Uns bleibt die Freude über 10 Songs und 5 Bonustitel, in denen sich so manche spätere Heldentaten bereits ausmachen lassen. Can't Stand The Heat und Goodbye Jane lassen erstmal nicht erahnen, was den Hörer erwartet: Flotter Pubrock mit leichten Soul- bzw. Funkeinflüssen und einem schönen Saxophon und Barroom-Piano, der Charme hat, aber nicht zwingend als sensationelle Entdeckung herhalten muss. Quick Reaction dagegen zündet sofort, die Nummer groovt ohne Ende, ist vor Publikum aufgenommen und deutet konkret an, wohin der Weg die Gebrüder Young einmal führen sollte. Ich sage nur: TNT ! Und empfehle wärmstens, mal reinzuhören...

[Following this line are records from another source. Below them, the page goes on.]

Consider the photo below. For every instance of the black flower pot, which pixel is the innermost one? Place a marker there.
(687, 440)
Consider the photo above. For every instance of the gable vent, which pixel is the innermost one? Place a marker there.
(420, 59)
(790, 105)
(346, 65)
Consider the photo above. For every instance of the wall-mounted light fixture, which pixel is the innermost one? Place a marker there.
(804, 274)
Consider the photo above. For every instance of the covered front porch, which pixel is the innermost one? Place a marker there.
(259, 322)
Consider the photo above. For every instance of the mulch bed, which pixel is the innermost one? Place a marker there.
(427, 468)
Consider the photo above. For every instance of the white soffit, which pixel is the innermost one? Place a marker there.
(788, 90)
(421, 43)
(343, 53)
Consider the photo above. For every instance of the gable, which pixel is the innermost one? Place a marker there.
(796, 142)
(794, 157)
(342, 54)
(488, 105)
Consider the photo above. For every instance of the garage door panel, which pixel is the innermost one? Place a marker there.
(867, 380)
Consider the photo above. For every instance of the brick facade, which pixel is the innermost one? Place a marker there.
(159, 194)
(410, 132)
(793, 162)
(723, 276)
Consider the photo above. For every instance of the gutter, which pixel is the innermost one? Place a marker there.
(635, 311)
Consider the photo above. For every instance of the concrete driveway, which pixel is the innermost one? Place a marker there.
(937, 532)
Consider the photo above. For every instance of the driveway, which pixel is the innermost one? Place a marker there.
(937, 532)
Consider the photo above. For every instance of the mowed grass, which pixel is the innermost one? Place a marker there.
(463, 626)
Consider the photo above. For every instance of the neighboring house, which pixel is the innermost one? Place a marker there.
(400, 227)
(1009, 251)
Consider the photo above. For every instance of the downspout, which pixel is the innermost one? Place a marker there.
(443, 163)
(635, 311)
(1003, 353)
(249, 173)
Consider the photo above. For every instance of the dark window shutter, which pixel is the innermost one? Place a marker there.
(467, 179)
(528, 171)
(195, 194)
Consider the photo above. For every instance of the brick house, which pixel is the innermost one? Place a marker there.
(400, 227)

Im weiteren Verlauf der Platte schüttet die Band ein Füllhorn toller Momente über uns aus, Silver Shoes & Strawberry Wine überrascht als feine Ballade in der Sänger Harry Vanda zeigt dass er nicht der Schlechteste ist. Vanda und George Young teilen sich den Gesang übrigens, und so ergeben sich immer wieder unterschiedliche Stimmungen. Das an die Temptations erinnernde People And The Power wird, der Zeit entsprechend vom Glam-Rocker Red Revolution abgelöst, der sich wiederum in seinen kurzweiligen 3 Minuten zum furiosen Rocker mausert, Schuld daran wieder die treibenden Riffattacken der Gebrüder Young
Dann die Glanztat des George Young, der seinen schottisch-australischen Slang voll durchdrückt und aus dem mit lässigem Chorus ausgestatteten, markigen Shot In The Head, ein Highlight macht. Die Nummer hat übrigens ein Vorleben...die britischen Bluesrocker Savoy Brown packten sie in einer freilich anderen Interpretation auf ihr 1970er Album Lions Share. Die Ursprungsversion stammt von Vanda & Young, die sie als Haffy's Whiskey Sour aufnahmen. Mittlerweile gibt es einige Varianten der lässigen Nummer. 

Die lustige Angeber-Verarsche Apeman, mit Metallketten-Geschepper im Hintergrund, geht dann der letzten Nummer, einer weiteren Ballade voraus. Und was für einer !  
Harry Vanda geht jetzt voll an seine Grenzen und veredelt einen ohnehin schon feinen Song, als gäbe es kein Morgen mehr. Und wenn sich je einer beim Singen 'ne Träne verdrückt hat, dann Mr.Vanda an dieser Stelle. Tales Of Old Grand-Daddy endet weitaus grandioser, als es angefangen hat und erneut frage ich mich, warum all die Jahre niemand diese Platte auf dem Schrim hatte... so kann's gehen.

Kommen wir zum Beipack. Nebst höchst informativem Booklet mit allerlei Wissenswertem, veredeln fünf Bonustracks die Scheibe. One Of These Days hatte einfach das Pech, nicht mehr aufs Album zu passen, hätte es aber allerbestens getan. Das countryeske Ride Baby Ride fällt da schon eher aus dem Rahmen, geht als Bonustitel aber sehr gut durch. Zwischen diesen Stücken lagern drei A- bzw. B-Seiten. Auch hier kein Ausfall, und zum Schluss die Feststellung dass auf Louisiana Lady ein vierter Young-Bruder ins Spiel kommt: Alex Young, der älteste und 1997 verstorbene Bruder aus der Young Dynastie, gibt hier seine Saxophonkünste zum besten.

Wow, ich habe nicht damit gerechnet, von einer Platte, die 1973 ihren Ursprung hatte und derart lange schlummerte...von der man also nie etwas gehört hat, derart begeistert zu werden. Ziehe ich sämtliche Euphorisierungsnoten ab, bleiben hervorragende acht Punkte übrig, die sich die Marcus Hook Roll Band aber wirklich verdient hat.